Söyleşiyi yapacağımız mekana bizi götürürken, sadece tarif etmeyip, oluşturduğu zihin fotoğrafından derlediği çiçeklerin güzelliğinden bahsetmesi bu yılmaz adamın yine bu yönünü ortaya koyuyor...

Körken bir oldum

Halk arasındaki tabiriyle “kör” olup da, bu durumun O’nu hiç zorlamadığını, engelinin O’na hiç engel olmadığını düşünmek elbette fazla iyimserlik olur. Üniversite bitip de büyük bir sanayi işletmesinde O’nun vasıflarına “santral memurluğu” layık görülmesini, “Diplomama değil, gözlerime bakılarak karar verildiğini anlamamla ilk kez, kör olduğumu hissettim” sözleriyle anlatıyor.
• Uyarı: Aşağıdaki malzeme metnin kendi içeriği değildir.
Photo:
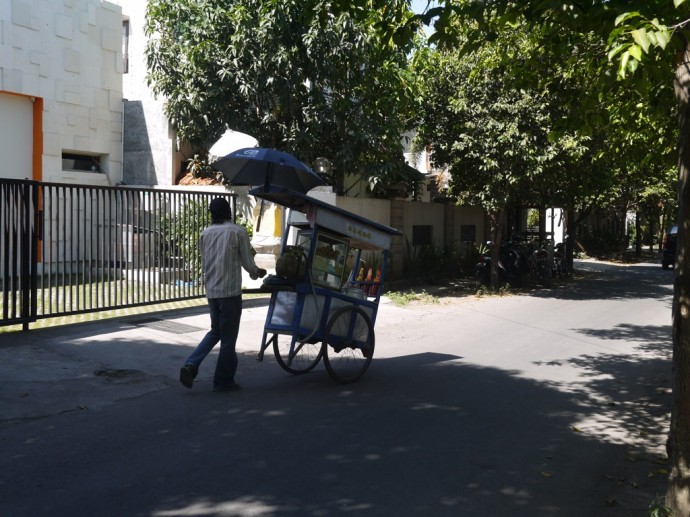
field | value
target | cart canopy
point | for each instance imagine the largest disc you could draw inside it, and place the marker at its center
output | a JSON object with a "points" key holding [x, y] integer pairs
{"points": [[362, 232]]}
ODTÜ’de aldığı gerek siyaset gerekse dağcılık eğitimini, “körken bir oldum” diye tanımlayan bu adamın birken yeniden kör olmaya, dünyaya at gözlükleriyle bakanlara pabuç bırakmaya hiç de niyeti yoktur. Patatesi eline aldığında soyabildiğini görünce, mutfağa girip yemek yapmaya çalışan, iyi bir bilgisayar ve cep telefonu kullanıcısı olan, teknolojinin tüm nimetlerinden yararlanmayı “kendi kendine ayakta durmanın olmazsa olmazı” kabul eden ve son olarak da kendine dijital bir fotoğraf makinası alan bu marjinal adam, santral memurluğuna ancak 1,5 yıl dayanabilmiş ve o günden sonra zirve tırmanışlarına “Engelliler de Başarabilir” pankartı götürmeye başlamış.

Achilles go

Newyork Maratonu’na adını tarihteki yenilmez savaşçı Truvalı Açhilles’den alan (Aşil) Açhilles Klup tarafından götürülen Turhan, maraton sırasında kılavuzluk edenlerin uyumsuzluğu nedeniyle 3 ayrı kılavuz değiştirmiş. Ve bu nedenle 42 km’yi 4.44’de koşabilmiş. Ancak, kılavuz değişimlerini beklerken, izleyicilerin ona “Açhilles go” diye bağırması, onu cesaretlendirmesi, projesi henüz destek bulamayan Necdet’in içinden çıktığı toplum olarak bizi sadece utandırmalı...

“Geriye baktığımda aslında hep maraton koşmuşum” derken, zorlukları görmemezlikten gelse de derinden yaşadığını hissettiren Necdet Turhan’ın yaptıkları ve yapacakları yine de birşey üretmediği için hayatı boyunca sıkıntı yaşayan ve bunalımlara giren insanlara birer ders niteliğinde...

O, bugün 47 yaşında...Üretmekten, hedeflerine giden yolda tutturduğu yaşam tarzından çok memnun... Bu yaşam biçimi içinde sadece Necdet Turhan’ın talihsiz öyküsünü barındırmıyor. O, aynı zamanda, engellilerin ihtiyaç duyduğu olanaklara ulaşmaları ve gerekli eğitim süreçlerinden geçmeleri halinde pek çok şeyi başarabileceklerini "Engelli olmak özür değil, sınırları genişletilebilir özgün bir durum"mesajıyla birlikte topluma iletmek için çalışıyor.